The problems at the maximum-security prison — tucked away on the outskirts of this small town in the northeastern corner of Texas near Texarkana — are largely blamed on a shortage of guards. In April, the prison employed only 65 percent of the full-time correctional officers it’s authorized to have — a shortage of nearly 200 — according to a Texas Department of Criminal Justice spokesman. That’s one of the highest officer vacancy rates in the state.
Telford also consistently reports more serious assaults on staff than any other prison in the state — including the 2015 murder of correctional officer Timothy Davison by a man who had committed multiple assaults against officers while serving two life sentences for burglary and aggravated assault.
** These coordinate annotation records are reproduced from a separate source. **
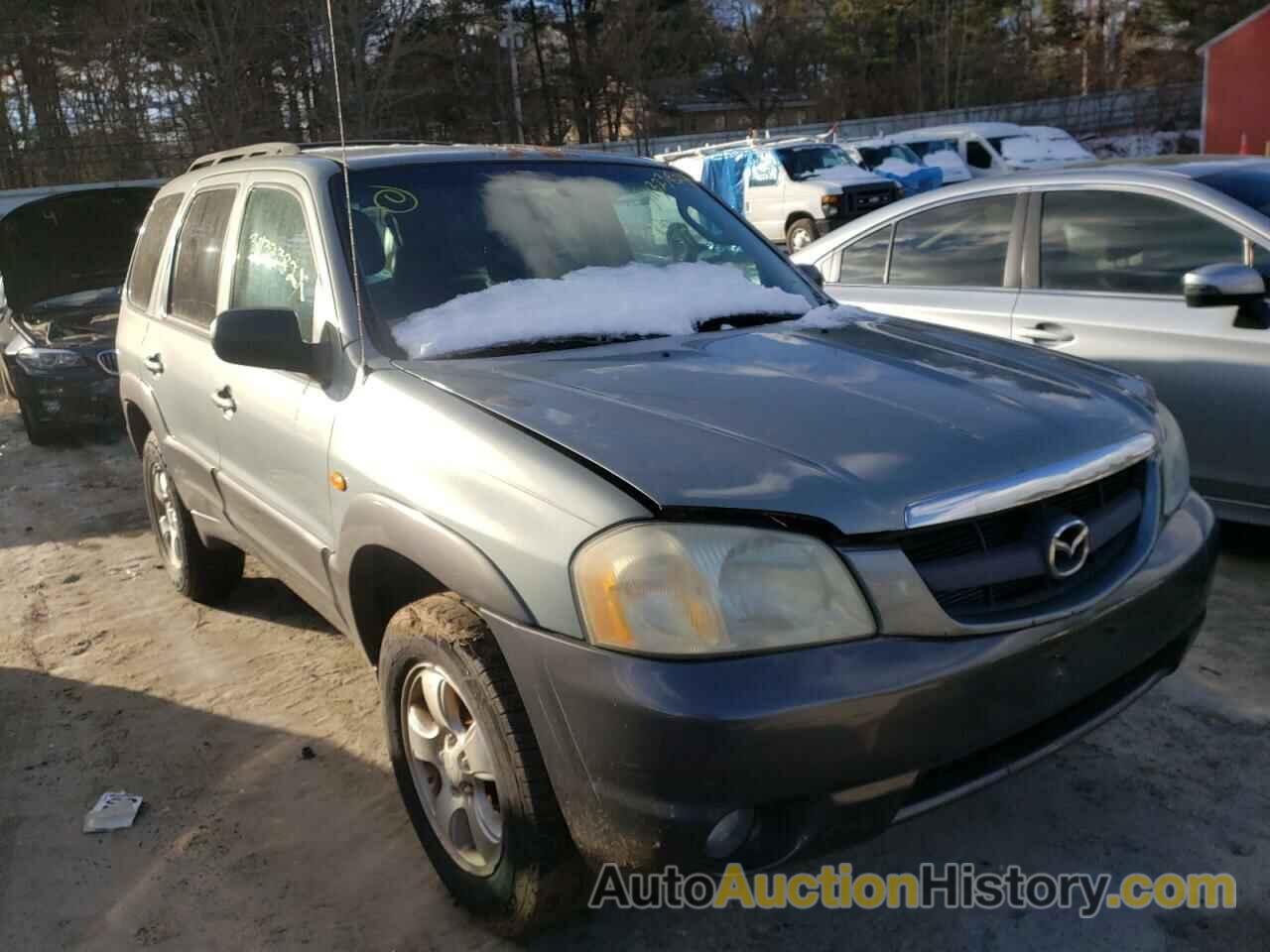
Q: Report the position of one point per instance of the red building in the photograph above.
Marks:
(1237, 86)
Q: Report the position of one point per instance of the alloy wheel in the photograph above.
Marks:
(452, 766)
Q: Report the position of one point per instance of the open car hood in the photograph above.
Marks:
(54, 244)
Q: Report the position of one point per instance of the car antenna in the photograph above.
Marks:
(348, 190)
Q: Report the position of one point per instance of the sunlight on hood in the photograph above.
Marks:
(635, 298)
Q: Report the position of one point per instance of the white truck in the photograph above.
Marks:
(988, 148)
(792, 189)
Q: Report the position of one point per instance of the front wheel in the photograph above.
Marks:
(801, 234)
(470, 772)
(198, 572)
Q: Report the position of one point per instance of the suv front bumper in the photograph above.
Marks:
(833, 743)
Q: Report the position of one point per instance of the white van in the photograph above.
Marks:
(989, 148)
(938, 151)
(793, 189)
(1060, 145)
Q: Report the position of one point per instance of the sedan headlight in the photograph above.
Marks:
(37, 358)
(685, 589)
(1174, 461)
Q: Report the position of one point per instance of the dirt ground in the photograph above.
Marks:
(109, 680)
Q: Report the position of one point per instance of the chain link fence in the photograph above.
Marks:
(1160, 108)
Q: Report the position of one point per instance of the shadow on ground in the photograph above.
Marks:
(243, 843)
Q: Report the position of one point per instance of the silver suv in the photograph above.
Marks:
(661, 556)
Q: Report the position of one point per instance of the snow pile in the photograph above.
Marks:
(846, 176)
(635, 298)
(828, 317)
(1143, 145)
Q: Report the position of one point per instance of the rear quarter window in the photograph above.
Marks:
(1127, 243)
(197, 267)
(149, 250)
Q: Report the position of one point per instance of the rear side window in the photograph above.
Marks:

Since Davison’s death, the number of vacant officer positions at the unit has skyrocketed.
Telford is an extreme example, but the problem of understaffed prisons reaches across Texas. Out of about 26,000 authorized correctional officer positions, state-run prisons were short nearly 3,700 in November, and nearly three of every 10 officers left during the last fiscal year. That 28 percent turnover rate was “the highest in recent memory” according to Texas Department of Criminal Justice Executive Director Bryan Collier’s statement in a departmental newsletter.
Last fall, a teacher working in the Ferguson Unit north of Huntsville said an inmate raped her; there were no officers in sight and the prison had a 25 percent officer vacancy rate at the time. Her lawyer has said he plans to file a federal lawsuit this month that blames understaffing for her assault.
Other states are also struggling to staff their prisons and suffering the consequences: At one South Carolina prison last month, the 44 officers guarding about 1,500 inmates waited for backup for more than four hours when a gang fight erupted into the country’s deadliest prison riot in 25 years, leaving seven dead and another 22 injured.
“There’s probably no aspect of prison operations that’s more important to safety than appropriate levels of staffing,” said Michele Deitch, an attorney and senior lecturer at the University of Texas at Austin who studies prison conditions.
TDCJ’s spokesman, Jeremy Desel, said that adequate staffing is an important part of maintaining as safe an environment as possible in prisons. But he said the department does not believe staff assault rates — which fluctuate from year to year statewide — are related to staffing numbers because it has not been able to make a specific correlation between the two.
Still, the department is trying to address the problems at Telford. Several weeks ago, the department began moving nearly 400 inmates who require higher security and have a history of disciplinary issues from Telford to other prisons throughout the state to ease the burden on the unit’s officers, Desel said. And in the last month, administrators began temporarily rotating in employees from across the state to fill in the gaps.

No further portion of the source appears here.